Ciklum is committed to data security, and we have taken great steps to prevent unauthorized access to user data. We have implemented procedures to detect, report and investigate in the event of a breach of personal data. Any data breach that poses a risk to individual rights and freedoms will be reported to our customers and the appropriate data protection authorities.
Step 8: Incorporate data privacy by design and data protection.
Under the data protection by design and default provision of GDPR, every step of an organization’s data processing activities and business practices must incorporate data protection and privacy. Additionally, under certain circumstances, processes known as Data Protection Impact Assessments (DPIAs) are required to be carried out for any major project that requires the processing of private or personal data.

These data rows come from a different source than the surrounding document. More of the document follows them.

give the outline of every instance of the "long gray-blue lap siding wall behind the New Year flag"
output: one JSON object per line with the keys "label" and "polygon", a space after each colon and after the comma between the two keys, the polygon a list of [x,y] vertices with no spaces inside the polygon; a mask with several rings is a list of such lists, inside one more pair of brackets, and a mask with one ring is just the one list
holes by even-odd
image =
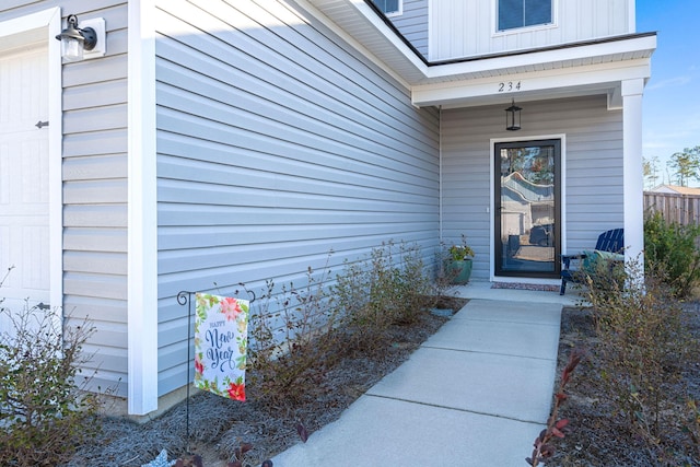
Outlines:
{"label": "long gray-blue lap siding wall behind the New Year flag", "polygon": [[161,1],[154,20],[164,395],[187,381],[178,291],[301,284],[330,249],[339,271],[388,240],[431,258],[439,122],[284,1]]}

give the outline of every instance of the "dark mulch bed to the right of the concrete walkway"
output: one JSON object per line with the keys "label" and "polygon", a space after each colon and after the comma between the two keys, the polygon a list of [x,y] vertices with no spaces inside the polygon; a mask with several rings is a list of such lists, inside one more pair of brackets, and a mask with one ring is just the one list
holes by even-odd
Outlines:
{"label": "dark mulch bed to the right of the concrete walkway", "polygon": [[[691,331],[696,345],[700,339],[700,304],[684,304],[686,326]],[[586,467],[646,467],[646,466],[700,466],[700,445],[691,441],[684,432],[687,421],[685,396],[700,400],[700,363],[697,360],[685,362],[684,382],[675,387],[677,394],[669,398],[679,400],[675,406],[678,420],[673,431],[664,433],[663,448],[670,462],[658,462],[634,433],[632,424],[620,413],[616,413],[609,397],[602,389],[603,369],[596,360],[596,336],[590,310],[564,307],[561,318],[559,340],[558,373],[567,364],[574,348],[586,350],[587,358],[576,367],[570,384],[565,388],[569,399],[562,406],[561,418],[570,420],[564,439],[555,442],[557,454],[546,465],[586,466]]]}

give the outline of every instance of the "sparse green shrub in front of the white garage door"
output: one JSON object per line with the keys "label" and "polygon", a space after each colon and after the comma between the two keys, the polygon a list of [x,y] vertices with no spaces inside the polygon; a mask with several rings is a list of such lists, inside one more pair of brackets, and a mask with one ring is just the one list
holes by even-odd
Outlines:
{"label": "sparse green shrub in front of the white garage door", "polygon": [[93,329],[63,328],[59,310],[0,313],[13,324],[0,335],[0,465],[56,466],[95,433],[96,398],[75,384]]}

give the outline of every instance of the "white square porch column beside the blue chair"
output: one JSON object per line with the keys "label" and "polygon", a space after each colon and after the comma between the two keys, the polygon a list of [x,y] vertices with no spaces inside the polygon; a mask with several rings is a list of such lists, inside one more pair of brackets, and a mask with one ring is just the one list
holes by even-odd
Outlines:
{"label": "white square porch column beside the blue chair", "polygon": [[642,170],[642,94],[644,80],[622,81],[622,188],[625,261],[644,261],[644,175]]}

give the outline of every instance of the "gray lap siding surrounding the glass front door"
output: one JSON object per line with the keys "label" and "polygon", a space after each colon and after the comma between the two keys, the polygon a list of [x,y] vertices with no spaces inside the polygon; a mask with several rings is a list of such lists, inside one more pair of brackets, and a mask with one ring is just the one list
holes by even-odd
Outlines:
{"label": "gray lap siding surrounding the glass front door", "polygon": [[568,250],[592,248],[600,232],[623,224],[622,113],[607,110],[604,95],[528,102],[523,107],[517,132],[504,129],[502,105],[442,113],[443,237],[467,235],[476,252],[475,278],[490,277],[491,138],[564,136]]}

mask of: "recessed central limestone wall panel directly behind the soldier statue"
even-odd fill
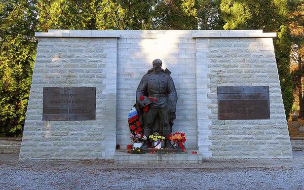
[[[195,40],[185,31],[122,31],[117,59],[117,144],[130,144],[128,113],[137,86],[154,59],[169,69],[178,93],[173,132],[185,132],[186,147],[197,149]]]

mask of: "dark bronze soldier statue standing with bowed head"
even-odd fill
[[[165,136],[165,146],[170,148],[168,136],[176,118],[177,93],[169,76],[171,72],[161,69],[161,60],[155,59],[152,65],[153,68],[143,76],[136,90],[136,108],[147,137],[143,149],[148,148],[149,136],[155,131]]]

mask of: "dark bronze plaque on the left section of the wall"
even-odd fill
[[[43,87],[42,120],[95,120],[96,87]]]

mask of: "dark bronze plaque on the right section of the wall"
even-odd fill
[[[219,86],[218,119],[270,119],[268,86]]]

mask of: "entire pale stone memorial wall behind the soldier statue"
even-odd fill
[[[154,59],[172,72],[178,93],[173,132],[186,133],[188,150],[198,150],[205,158],[292,157],[272,43],[276,34],[49,30],[36,36],[20,159],[113,159],[116,145],[125,149],[130,144],[128,112]],[[44,120],[44,87],[96,88],[96,118]],[[221,116],[220,87],[245,87],[249,92],[266,87],[268,110],[262,113],[249,100],[247,107],[228,102],[225,112],[237,117]],[[239,101],[239,93],[230,95]],[[264,95],[259,98],[256,101],[265,101]],[[238,112],[248,110],[251,117],[238,119]]]

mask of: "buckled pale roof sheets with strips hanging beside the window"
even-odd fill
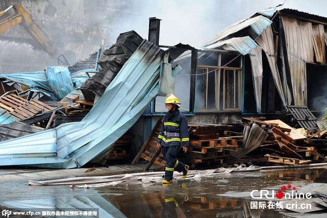
[[[271,17],[275,11],[276,7],[272,7],[259,11],[251,17],[233,23],[214,37],[202,43],[199,49],[203,50],[204,52],[205,49],[223,49],[227,51],[237,51],[242,55],[250,55],[254,86],[254,97],[256,102],[256,110],[258,112],[261,112],[263,74],[261,55],[262,50],[265,52],[268,58],[274,83],[276,85],[279,95],[281,96],[283,104],[286,106],[282,81],[279,77],[277,63],[275,60],[275,50],[273,43],[274,41],[272,30],[270,28],[272,21],[265,17]],[[265,16],[262,16],[260,14],[263,14]],[[235,37],[237,34],[240,34],[241,31],[244,35],[244,30],[247,30],[248,36]],[[256,40],[256,42],[254,40]],[[185,52],[183,55],[177,58],[176,61],[182,60],[187,57],[191,57],[190,52]],[[201,56],[199,56],[199,58],[200,57]]]

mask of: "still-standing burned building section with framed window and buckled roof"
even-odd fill
[[[247,114],[276,117],[288,105],[323,110],[327,18],[275,9],[259,11],[194,47],[197,58],[191,60],[189,51],[174,61],[183,68],[176,96],[191,122],[232,123]],[[157,98],[155,111],[164,111],[162,102]]]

In our application development, architecture and design, Ciklum has always considered security and privacy an essential practice by default. To address the requirements of data privacy by design and default, Ciklum established a framework to assess situations where DPIAs are required to be conducted, and we have assigned responsibilities to appropriate parties for carrying them out.
Step 9: Designate a data protection officer.
For public authorities or bodies, or for organizations whose core activities require large-scale monitoring or processing of individual data the GDPR requires the appointment of a Data Protection Officer.
Ciklum has appointed a designated Data Protection Officer under our organization’s structure and governance. Responsibilities for data protection compliance have also been assigned to people within our organization with relevant knowledge, and have received support and authority to carry out their rules.
Step 10: International transfers
Being an international company, Ciklum executes a lot of various data transfers on a daily basis. The transfer of personal data outside of the European Union is controlled under the GDPR, no matter the transfer’s size or frequency. On that basis, GDPR suggests frameworks to enable international transfers of personal data.
To build a consistent data privacy strategy, companies should not just apply isolated measures but make the compliance to the regulations a part of their business. The data privacy strategy at Ciklum has been formulated by stakeholders across all the organization – legal, IT, compliance and data owners themselves are fully aware of steps they need to take to keep up with the latest changes in the regulatory landscape. Further, data protection champions have been appointed throughout organization.
GDPR has strongly influenced on the way global companies interact with their EU-based customers, though many companies have successfully tackled the challenges that accompany the adoption of new regulations. Bringing the right processes into place, increasing the security awareness and implementing the necessary technologies will lead to better data handling and improved standards in product design and development.